Book HomeCGI Programming with PerlSearch this book

Chapter 2. The Hypertext Transport Protocol

Contents:

URLs
HTTP
Browser Requests
Server Responses
Proxies
Content Negotiation
Summary

The Hypertext Transport Protocol (HTTP) is the common language that web browsers and web servers use to communicate with each other on the Internet. CGI is built on top of HTTP, so to understand CGI fully, it certainly helps to understand HTTP. One of the reasons CGI is so powerful is because it allows you to manipulate the metadata exchanged between the web browser and server and thus perform many useful tricks, including:

We won't cover all of the details of HTTP, just what is important for our understanding of CGI. Specifically, we'll focus on the request and response process: how browsers ask for and receive web pages.

If you are interested in understanding more about HTTP than we provide here, visit the World Wide Web Consortium's web site at http://www.w3.org/Protocols/. On the other hand, if you are eager to get started writing CGI scripts, you may be tempted to skip this chapter. We encourage you not to. Although you can certainly learn to write CGI scripts without learning HTTP, without the bigger picture you may end up memorizing what to do instead of understanding why. This is certainly the most challenging chapter, however, because we cover a lot of material without many examples. So if you find it a little dry and want to peek ahead to the fun stuff, we'll forgive you. Just be sure to return here later.

2.1. URLs

During our discussion of HTTP and CGI, we will be often be referring to URLs , or Uniform Resource Locators. If you have used the Web at all, then you are probably familiar with URLs. In web terms, a resource represents anything available on the web, whether it be an HTML page, an image, a CGI script, etc. URLs provide a standard way to locate these resources on the Web.

Note that URLs are not actually specific to HTTP; they can refer to resources in many protocols.
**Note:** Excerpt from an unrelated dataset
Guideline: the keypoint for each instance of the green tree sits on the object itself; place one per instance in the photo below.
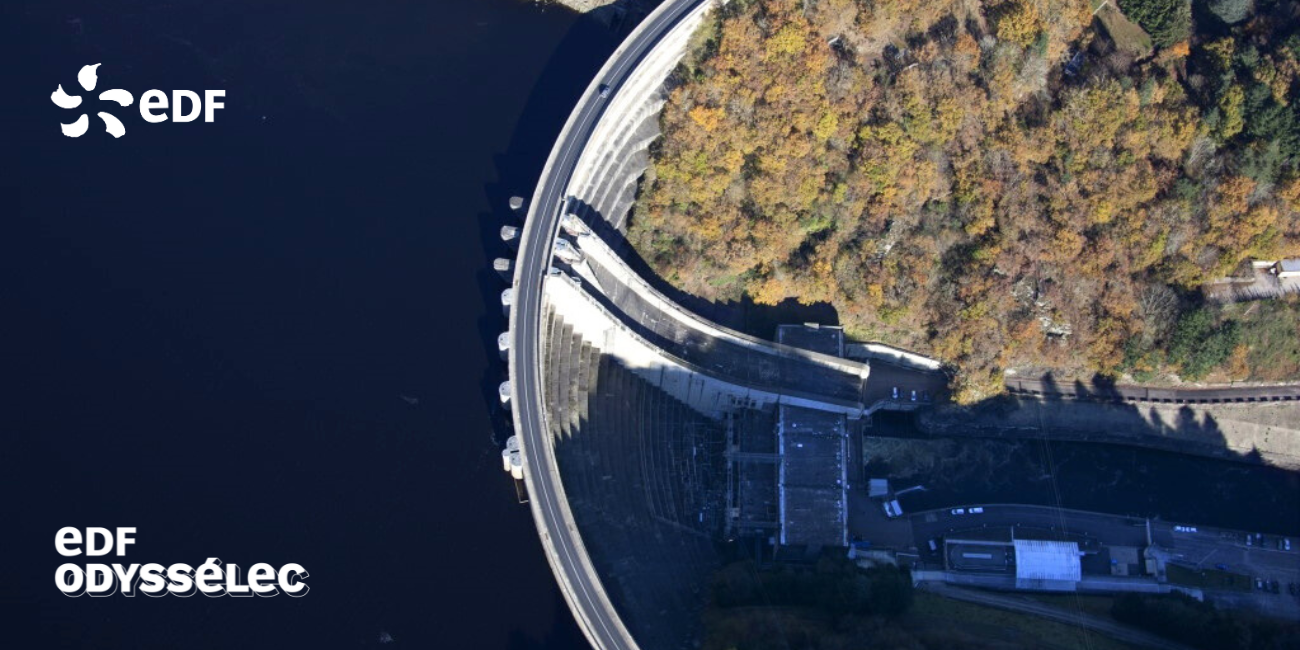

Our discussion here will focus strictly on HTTP URLs.

2.1.1. Elements of a URL

HTTP URLs consist of a scheme, a host name, a port number, a path, a query string, and a fragment identifier, any of which may be omitted under certain circumstances (see Figure 2-1).

Figure 2-1

Figure 2-1. Components of a URL

HTTP URLs contain the following elements:

Scheme

The scheme represents the protocol, and for our purposes will either be http or https. https represents a connection to a secure web server. Refer to the sidebar "The Secure Sockets Layer" later in this chapter.

Host

The host identifies the machine running a web server. It can be a domain name or an IP address, although it is a bad idea to use IP addresses in URLs and is strongly discouraged. The problem is that IP addresses often change for any number of reasons: a web site may move from one machine to another, or it may relocate to another network. Domain names can remain constant in these cases, allowing these changes to remain hidden from the user.

Port number

The port number is optional and may appear in URLs only if the host is also included. The host and port are separated by a colon. If the port is not specified, port 80 is used for http URLs and port 443 is used for https URLs.

It is possible to configure a web server to answer other ports. This is often done if two different web servers need to operate on the same machine, or if a web server is operated by someone who does not have sufficient rights on the machine to start a server on these ports (e.g., only root may bind to ports below 1024 on Unix machines). However, servers using ports other than the standard 80 and 443 may be inaccessible to users behind firewalls. Some firewalls are configured to restrict access to all but a narrow set of ports representing the defaults for certain allowed protocols.

Path information

Path information represents the location of the resource being requested, such as an HTML file or a CGI script. Depending on how your web server is configured, it may or may not map to some actual file path on your system. As we mentioned last chapter, the URL path for CGI scripts generally begin with /cgi/ or /cgi-bin/ and these paths are mapped to a similarly-named directory in the web server, such as /usr/local/apache/cgi-bin.

Note that the URL for a script may include path information beyond the location of the script itself. For example, say you have a CGI at:

http://localhost/cgi/browse_docs.cgi

You can pass extra path information to the script by appending it to the end, for example:

http://localhost/cgi/browse_docs.cgi/docs/product/description.text

Here the path /docs/product/description.text is passed to the script. We explain how to access and use this additional path information in more detail in the next chapter.

Query string

A query string passes additional parameters to scripts. It is sometimes referred to as a search string or an index. It may contain name and value pairs, in which each pair is separated from the next pair by an ampersand (&), and the name and value are separated from each other by an equals sign (=). We discuss how to parse and use this information in your scripts in the next chapter.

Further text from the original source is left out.